Screenwriters: Jeffrey Hatcher, Anders Thomas Jensen, Saul Dibb
Starring: Keira Knightley, Ralph Fiennes, Dominic Cooper, Hayley Atwell, Charlotte Rampling
Running Time: 110 mins
Familiarity, they say, can breed contempt. Nobody seems to have made that point to Keira Knightley, though, since The Duchess sees the angular actress squeezing back into a corset to portray another timid waif-turned-feisty independent woman. Stifle the groans for a moment, because this lavish costume drama has something to offer a jaded genre.
Partially filmed at Chatsworth House, the venue for one of Knightley's earlier period triumphs Pride & Prejudice, Saul Dibb's The Duchess draws contemporary resonance from historical fact by riffing on the Charles/Diana/Camilla "three people in this marriage" union. The marketing for this film has made those parallels crystal clear, resulting in a trailer that veered towards insulting the audience's intelligence. After all, it shouldn't be difficult to connect those particular dots when the world still carries a morbid fascination with the late Princess of Wales. Thankfully, the final product isn't quite as forceful in reminding you of the eponymous Duchess's place in the Spencer family bloodline.
Eager to maintain her family's status in the upper echelons of English society, Lady Spencer (Rampling) comes to an agreement with William Cavendish, the Duke of Devonshire (Fiennes) to marry off her daughter Georgiana (Knightley). William is more attentive to his dogs than to his young bride, leaving Georgiana isolated and unloved. Her mother reminds her that once she has given her husband a male heir, their marriage will be solidified. Three daughters later (one of whom William fathered with a maid) and the relationship has disintegrated.
Seeking attention elsewhere, Georgiana fills her time attending political rallies, accumulating gambling debts and cultivating an image as the 18th century's pre-eminent celebrity. A friendship with the troubled and manipulative Bess (Atwell), whose three sons put her on the radar of the philandering William, and a romance with future Prime Minister Charles Grey (Cooper) provide the distant couple with further complications.
Fiennes's understated performance as the emotionally crippled Duke is the movie's highlight. It's a thankless role, one that could have turned into moustache-twirling villainy, yet Fiennes lends his character tragic humour, with the laughs in this ultra-serious film arriving almost exclusively from his toff shtick. His William is awful to his wife and commits the worst act imaginable on her at one point.

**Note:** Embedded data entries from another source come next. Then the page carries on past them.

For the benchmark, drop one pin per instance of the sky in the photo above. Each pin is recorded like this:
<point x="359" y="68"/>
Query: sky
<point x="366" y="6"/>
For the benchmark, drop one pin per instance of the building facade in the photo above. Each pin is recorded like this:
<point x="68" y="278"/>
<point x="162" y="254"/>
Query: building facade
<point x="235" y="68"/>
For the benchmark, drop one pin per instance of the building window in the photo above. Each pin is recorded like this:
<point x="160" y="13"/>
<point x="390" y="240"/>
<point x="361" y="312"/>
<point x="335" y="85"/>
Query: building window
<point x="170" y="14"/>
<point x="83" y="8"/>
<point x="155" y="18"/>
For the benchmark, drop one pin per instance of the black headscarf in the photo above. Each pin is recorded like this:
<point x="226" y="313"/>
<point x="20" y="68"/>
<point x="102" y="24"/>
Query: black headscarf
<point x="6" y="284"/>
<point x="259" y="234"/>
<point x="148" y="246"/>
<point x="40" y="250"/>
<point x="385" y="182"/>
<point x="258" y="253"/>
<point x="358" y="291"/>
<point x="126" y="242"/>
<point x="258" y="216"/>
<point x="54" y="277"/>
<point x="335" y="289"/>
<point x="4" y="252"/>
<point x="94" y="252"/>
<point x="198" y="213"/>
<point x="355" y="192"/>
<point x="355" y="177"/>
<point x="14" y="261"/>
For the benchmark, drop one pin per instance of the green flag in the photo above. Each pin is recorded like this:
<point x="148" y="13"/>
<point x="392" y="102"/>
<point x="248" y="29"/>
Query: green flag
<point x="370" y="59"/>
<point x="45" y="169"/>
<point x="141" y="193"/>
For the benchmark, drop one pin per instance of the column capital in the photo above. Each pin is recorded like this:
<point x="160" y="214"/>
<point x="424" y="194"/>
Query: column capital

In spite of that there's pathos in the character when, lost and lonely, he unsuccessfully reaches out to Georgiana. You sense he isn't someone of pure evil, just a product of an idiotic upbringing.
Knightley, Hollywood's cover girl du jour, is the ideal choice for Georgiana - she has become so identified as an actress out of her own time that you can't imagine anyone else filling The Duchess's corset. The discomfort she showed in the Pirates films appears to be behind her, replaced with confidence and self-assuredness. She is at her best firing insolent barbs at William across their vast dining table, pulling into focus the physical and emotional chasm between the pair.
Exploring themes of class, celebrity, infidelity, emotional disparity and, in one charged scene between Knightley and Atwell, lesbianism, The Duchess offers safe, middlebrow intellectualism. Sofia Coppola's recent Marie Antoinette is cut from similar cloth, yet chooses to filter aristocracy through a pop lens. That film was an adventurous failure - The Duchess is restrained, focused and very BBC in its execution, delivering an engaging and relevant relationship drama without compromising the history books.